From Ataturk to Erdogan A hundred years ago this week, an Ottoman army lieutenant-colonel stationed in Sofia as a military attache received a telegram from the Ministry of War back in Constantinople. In the months prior, as World War I intensified and the lieutenant’s requests for a divisional command were refused by Enver Pasha, the Ottoman Empire’s military leader, he’d grown weary of his post and impatient to fight. He’d even spoken to friends of enlisting as an ordinary foot soldier. But the telegram, from Enver’s deputy, appointed the lieutenant commander of the army’s 19th division.
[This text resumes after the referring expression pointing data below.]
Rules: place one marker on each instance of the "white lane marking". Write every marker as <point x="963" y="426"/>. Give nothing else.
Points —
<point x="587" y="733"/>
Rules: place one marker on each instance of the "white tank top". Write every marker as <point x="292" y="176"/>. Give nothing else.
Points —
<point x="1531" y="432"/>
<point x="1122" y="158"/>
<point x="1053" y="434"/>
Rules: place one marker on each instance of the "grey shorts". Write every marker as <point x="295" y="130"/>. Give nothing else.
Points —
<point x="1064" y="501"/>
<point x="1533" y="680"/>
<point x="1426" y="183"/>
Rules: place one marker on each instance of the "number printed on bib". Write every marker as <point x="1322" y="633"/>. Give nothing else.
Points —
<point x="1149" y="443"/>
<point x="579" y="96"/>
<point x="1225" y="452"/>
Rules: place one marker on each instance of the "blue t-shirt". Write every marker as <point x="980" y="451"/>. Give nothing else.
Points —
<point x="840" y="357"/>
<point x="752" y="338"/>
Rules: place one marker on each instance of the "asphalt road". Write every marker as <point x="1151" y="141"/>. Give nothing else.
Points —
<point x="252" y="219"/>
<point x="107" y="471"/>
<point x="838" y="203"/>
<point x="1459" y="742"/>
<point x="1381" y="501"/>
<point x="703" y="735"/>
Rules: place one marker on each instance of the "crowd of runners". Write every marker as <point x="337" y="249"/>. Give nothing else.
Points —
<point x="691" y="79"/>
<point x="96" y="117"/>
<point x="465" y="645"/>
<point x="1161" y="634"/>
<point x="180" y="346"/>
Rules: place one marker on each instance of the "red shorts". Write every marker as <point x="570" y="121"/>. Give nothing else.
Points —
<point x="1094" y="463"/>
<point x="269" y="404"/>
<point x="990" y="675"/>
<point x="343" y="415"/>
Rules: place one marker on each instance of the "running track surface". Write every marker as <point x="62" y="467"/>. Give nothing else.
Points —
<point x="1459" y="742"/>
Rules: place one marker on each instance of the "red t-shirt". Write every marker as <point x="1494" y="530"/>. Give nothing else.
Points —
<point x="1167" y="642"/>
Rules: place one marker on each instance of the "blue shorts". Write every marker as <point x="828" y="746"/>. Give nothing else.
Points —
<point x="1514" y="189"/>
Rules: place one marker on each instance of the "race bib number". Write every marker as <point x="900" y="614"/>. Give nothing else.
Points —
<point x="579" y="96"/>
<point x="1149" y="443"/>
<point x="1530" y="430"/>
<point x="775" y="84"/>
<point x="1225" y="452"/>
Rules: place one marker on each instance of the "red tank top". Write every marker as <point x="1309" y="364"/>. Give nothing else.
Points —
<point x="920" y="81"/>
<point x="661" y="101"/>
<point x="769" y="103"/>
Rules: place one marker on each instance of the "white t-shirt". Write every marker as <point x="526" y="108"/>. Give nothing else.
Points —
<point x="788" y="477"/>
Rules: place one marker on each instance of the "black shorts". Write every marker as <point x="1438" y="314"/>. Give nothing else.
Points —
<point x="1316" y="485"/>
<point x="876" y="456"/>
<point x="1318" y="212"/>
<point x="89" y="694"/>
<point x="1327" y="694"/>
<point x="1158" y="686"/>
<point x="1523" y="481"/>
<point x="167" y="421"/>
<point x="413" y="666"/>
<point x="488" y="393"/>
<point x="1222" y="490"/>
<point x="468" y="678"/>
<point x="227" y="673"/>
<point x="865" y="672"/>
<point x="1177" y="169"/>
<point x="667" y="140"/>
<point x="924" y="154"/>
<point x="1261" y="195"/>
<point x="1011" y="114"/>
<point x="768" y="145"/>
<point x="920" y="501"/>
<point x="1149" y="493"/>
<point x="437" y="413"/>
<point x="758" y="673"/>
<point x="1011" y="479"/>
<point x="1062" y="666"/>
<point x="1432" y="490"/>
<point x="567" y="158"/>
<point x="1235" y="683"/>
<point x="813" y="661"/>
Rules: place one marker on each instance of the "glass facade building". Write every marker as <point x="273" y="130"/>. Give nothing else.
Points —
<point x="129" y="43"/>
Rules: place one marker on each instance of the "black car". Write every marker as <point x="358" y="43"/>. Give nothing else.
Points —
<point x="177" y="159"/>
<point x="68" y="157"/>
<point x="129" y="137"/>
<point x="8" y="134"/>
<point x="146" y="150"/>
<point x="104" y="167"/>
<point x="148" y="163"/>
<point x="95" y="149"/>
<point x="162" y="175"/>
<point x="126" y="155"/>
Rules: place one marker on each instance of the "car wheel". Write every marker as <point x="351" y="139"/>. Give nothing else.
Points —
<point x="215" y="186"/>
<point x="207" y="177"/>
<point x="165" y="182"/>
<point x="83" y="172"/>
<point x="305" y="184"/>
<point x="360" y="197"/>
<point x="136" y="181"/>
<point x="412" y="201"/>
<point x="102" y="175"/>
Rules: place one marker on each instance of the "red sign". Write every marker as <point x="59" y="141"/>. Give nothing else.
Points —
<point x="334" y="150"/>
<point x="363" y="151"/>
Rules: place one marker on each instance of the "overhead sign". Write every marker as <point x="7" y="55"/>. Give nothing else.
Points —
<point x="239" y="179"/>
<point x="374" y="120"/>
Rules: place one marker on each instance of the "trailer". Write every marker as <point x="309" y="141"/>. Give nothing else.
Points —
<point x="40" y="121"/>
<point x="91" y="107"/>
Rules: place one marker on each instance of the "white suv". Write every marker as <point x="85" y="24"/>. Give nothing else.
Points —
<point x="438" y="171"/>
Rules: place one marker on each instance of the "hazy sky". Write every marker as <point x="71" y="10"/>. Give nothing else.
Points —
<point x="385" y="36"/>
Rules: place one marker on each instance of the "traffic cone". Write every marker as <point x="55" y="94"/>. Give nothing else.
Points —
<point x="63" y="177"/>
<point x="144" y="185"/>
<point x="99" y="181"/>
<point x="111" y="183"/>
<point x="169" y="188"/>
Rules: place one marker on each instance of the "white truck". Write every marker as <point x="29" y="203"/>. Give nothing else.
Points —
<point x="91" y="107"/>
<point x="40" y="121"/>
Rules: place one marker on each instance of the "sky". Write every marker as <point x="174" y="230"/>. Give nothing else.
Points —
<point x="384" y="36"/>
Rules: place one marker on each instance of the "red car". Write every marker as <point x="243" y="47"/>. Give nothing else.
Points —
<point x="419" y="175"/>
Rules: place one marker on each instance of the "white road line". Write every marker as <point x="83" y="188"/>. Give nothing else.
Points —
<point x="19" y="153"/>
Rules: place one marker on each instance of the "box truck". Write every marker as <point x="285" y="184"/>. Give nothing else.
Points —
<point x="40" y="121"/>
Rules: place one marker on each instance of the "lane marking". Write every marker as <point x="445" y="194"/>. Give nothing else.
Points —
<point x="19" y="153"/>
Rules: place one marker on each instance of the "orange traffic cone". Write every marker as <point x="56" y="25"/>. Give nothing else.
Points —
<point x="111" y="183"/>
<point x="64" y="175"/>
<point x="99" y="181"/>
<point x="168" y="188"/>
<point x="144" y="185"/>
Mustafa Kemal hurried back to Constantinople and then to Tekirdag, along the Marmara Sea in Thrace, to assemble his division. Those efforts were cut short on February 25, when he and his men were ordered to Gallipoli, a mountainous peninsula that divides the Marmara and Aegean Seas and controls the all-important maritime access to Istanbul and the Black Sea via the Dardanelles.

Two months later, the British attempted a naval landing on the peninsula, sparking one of the war’s most hard-fought battles. Directing his forces with inspired strategy and legendary stamina, Kemal won the battle of Gallipoli, proved the mettle of the Turkish soldier and made his name as a bold, brilliant and tireless leader.